What is New in Bone Tumors
Moderators: K. Krishnan Unni and Franco Bertoni
Section 3 -
What's New in Vascular Tumors of Bone
Andrew E. Rosenberg
Massachusetts General Hospital
Harvard Medical School
Boston , MA USA
Vascular tumor of bone is defined as a neoplastic proliferation of endothelial cells that may be
benign or malignant. Although vascular tumors of the skeleton are very common, most involve the
vertebral column and the vast majority is asymptomatic. Clinically significant neoplasms are infrequent
and their biology ranges from those that are relatively indolent to those that are extremely aggressive
and frequently fatal. An important group of vascular tumors of bone are composed of epithelioid
endothelial cells, and their unusual morphology complicates pathologic interpretation. New information
regarding the realm of skeletal vascular neoplasia largely resides in the recognition and classification
of epithelioid vascular tumors, which is still somewhat controversial  . This discussion
will provide an update on these entities within the framework of vascular tumors in general
Hemangioma is the most common vascular tumor of bone and may be found in vertebral bodies
in approximately 10% of the population at the time of autopsy. Clinically detectable tumors, however,
are uncommon and account for less than 1% of primary bone tumors  . Hemangiomas may be
solitary or multifocal. Solitary lesions like some capillary hemangiomas are usually indolent tumors and
are stable or slowly enlarge. Multifocal disease has been subclassified into two distinct entities:
multiple primary hemangiomas and diffuse cystic angiomatosis. Multiple primary
hemangiomas of bone consist of collections of lesions that individually have the radiographic
findings and clinical behavior of solitary hemangiomas. Aside from their multifocality they are not
clinically important. In contrast, the vascular lesions in diffuse cystic
angiomatosis are large and destructive and may appear cystic on x-rays. Visceral involvement is
common and can result in fatal hemorrhage. Gorham's syndrome ("disappearing
bone disease") is a rare disorder characterized by an osseous hemangioma or lymphangioma that produces
extensive osteolysis without forming a tumorous mass. The tumor can spread across joints from one bone
to another and extend into adjacent soft tissues. Gorham's syndrome most frequently affects the bones of
the skull and extremities  .
Hemangiomas of bone most commonly arise in the vertebral column, followed by the
craniofacial skeleton and the metaphyses of long bones
. The tumors are
usually diagnosed in adulthood, with the peak incidence in the 5th decade of life. They are
more common in women than men
Radiographically, hemangiomas including epithelioid hemangioma are radiolucent and have
coarse trabeculations  . In the vertebral bodies they produce the characteristic "polka
dot" pattern. The craniofacial tumors are usually centered within the diploŽ, and have a lytic
appearance, often with prominent intra-lesional radiating spicules of bone which creates the so-called
"sun burst" appearance
. Elsewhere, the tumors are usually well circumscribed, may be
expansile, and are lucent, with an internal web-like trabecular pattern.

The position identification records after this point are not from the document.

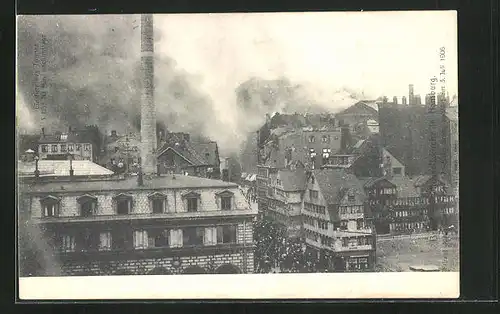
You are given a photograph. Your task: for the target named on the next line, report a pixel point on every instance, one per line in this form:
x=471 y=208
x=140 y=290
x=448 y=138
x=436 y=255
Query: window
x=50 y=206
x=193 y=236
x=123 y=204
x=158 y=237
x=88 y=241
x=158 y=206
x=120 y=240
x=226 y=234
x=313 y=194
x=192 y=204
x=140 y=239
x=105 y=241
x=68 y=243
x=226 y=203
x=87 y=209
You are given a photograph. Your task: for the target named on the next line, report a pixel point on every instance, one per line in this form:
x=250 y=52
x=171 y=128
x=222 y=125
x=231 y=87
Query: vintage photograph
x=243 y=143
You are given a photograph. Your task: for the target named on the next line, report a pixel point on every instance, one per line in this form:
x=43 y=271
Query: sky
x=207 y=56
x=375 y=53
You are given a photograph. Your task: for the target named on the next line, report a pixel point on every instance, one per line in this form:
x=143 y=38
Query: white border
x=255 y=286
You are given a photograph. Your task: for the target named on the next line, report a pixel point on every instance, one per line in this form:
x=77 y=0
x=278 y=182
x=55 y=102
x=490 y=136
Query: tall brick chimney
x=148 y=109
x=411 y=95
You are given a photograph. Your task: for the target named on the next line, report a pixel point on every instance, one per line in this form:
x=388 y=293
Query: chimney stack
x=148 y=109
x=411 y=94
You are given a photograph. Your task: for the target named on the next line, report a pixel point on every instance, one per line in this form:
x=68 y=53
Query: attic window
x=50 y=206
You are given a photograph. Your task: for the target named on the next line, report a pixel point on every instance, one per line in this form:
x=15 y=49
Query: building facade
x=401 y=205
x=285 y=192
x=152 y=225
x=336 y=222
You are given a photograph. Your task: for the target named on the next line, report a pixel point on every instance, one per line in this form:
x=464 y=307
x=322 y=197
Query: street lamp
x=71 y=171
x=37 y=172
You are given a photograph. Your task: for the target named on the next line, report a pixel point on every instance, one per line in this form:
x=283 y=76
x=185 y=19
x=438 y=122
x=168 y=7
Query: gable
x=171 y=151
x=359 y=108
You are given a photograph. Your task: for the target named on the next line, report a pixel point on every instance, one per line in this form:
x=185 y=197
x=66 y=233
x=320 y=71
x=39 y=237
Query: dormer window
x=192 y=201
x=50 y=206
x=158 y=202
x=123 y=203
x=88 y=205
x=225 y=200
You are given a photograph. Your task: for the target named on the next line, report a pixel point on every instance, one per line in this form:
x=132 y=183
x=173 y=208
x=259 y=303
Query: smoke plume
x=93 y=68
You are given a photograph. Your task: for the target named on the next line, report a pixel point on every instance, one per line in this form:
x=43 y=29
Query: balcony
x=352 y=216
x=149 y=216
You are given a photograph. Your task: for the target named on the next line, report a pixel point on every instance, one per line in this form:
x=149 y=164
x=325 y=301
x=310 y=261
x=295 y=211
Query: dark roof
x=293 y=180
x=208 y=151
x=335 y=182
x=185 y=150
x=130 y=183
x=358 y=107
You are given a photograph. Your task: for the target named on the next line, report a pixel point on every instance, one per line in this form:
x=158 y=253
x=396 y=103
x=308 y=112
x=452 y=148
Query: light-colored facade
x=166 y=225
x=335 y=222
x=285 y=191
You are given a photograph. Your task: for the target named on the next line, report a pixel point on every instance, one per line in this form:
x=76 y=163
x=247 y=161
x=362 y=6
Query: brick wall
x=209 y=263
x=69 y=206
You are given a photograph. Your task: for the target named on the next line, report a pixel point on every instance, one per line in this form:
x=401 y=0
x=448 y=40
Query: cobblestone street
x=396 y=254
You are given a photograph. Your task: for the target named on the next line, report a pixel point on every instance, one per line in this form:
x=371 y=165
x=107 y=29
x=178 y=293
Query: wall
x=143 y=266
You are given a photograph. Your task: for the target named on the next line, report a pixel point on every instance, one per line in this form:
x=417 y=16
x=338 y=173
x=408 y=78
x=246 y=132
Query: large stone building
x=336 y=222
x=405 y=205
x=81 y=144
x=153 y=225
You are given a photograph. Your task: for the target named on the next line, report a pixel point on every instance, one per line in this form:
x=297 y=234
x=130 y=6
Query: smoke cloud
x=94 y=75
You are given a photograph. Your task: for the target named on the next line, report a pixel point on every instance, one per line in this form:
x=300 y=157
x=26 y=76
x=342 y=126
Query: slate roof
x=334 y=183
x=60 y=168
x=61 y=138
x=293 y=180
x=188 y=152
x=129 y=184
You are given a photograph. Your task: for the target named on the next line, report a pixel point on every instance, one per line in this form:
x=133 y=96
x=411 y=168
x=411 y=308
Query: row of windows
x=346 y=241
x=318 y=209
x=408 y=226
x=324 y=138
x=123 y=205
x=355 y=209
x=148 y=238
x=357 y=263
x=55 y=148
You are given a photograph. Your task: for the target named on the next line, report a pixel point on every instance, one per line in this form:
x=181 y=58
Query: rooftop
x=334 y=183
x=57 y=168
x=130 y=183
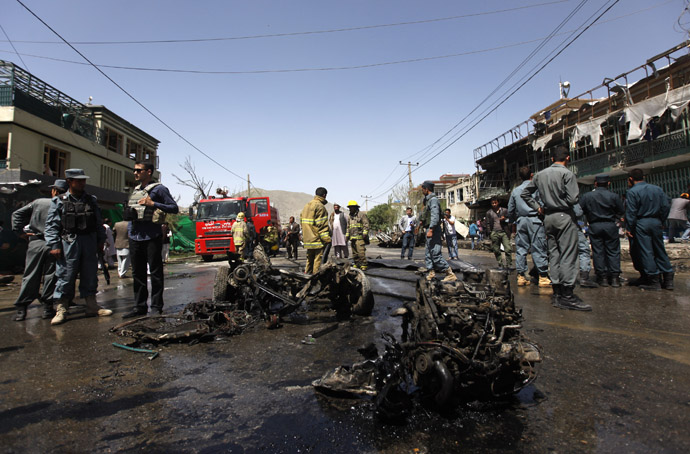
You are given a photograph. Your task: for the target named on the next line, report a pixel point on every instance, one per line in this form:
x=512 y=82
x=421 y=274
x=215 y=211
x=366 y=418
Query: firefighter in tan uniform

The tumors are usually centered in the medullary cavity and are gritty and dark red with a
sponge-like appearance. They resemble conventional capillary or cavernous hemangiomas of skin and soft
tissue and are composed of thin walled vascular spaces that may or may not be filled with red blood
cells. The lumina are lined by a single layer of flat, uniform, cytologically bland, endothelial cells.
The vessels are surrounded by loose connective tissue and typically infiltrate the pre-existing
cancellous bone. Entrapped, thickened, bony trabeculae produce the radiographically detectable
intralesional spicules. The endothelial cells exhibit positive immunostaining for the endothelial
markers Factor VIII related antigen, ulex europeus lectin, CD34 and CD31  .
Smears obtained from hemangiomas are dominated by red blood cells in which are dispersed
rare individual bland spindle cells and small tissue fragments composed of similar short bland spindle
cells with plump ovoid cells along the edge of the tissue fragments  .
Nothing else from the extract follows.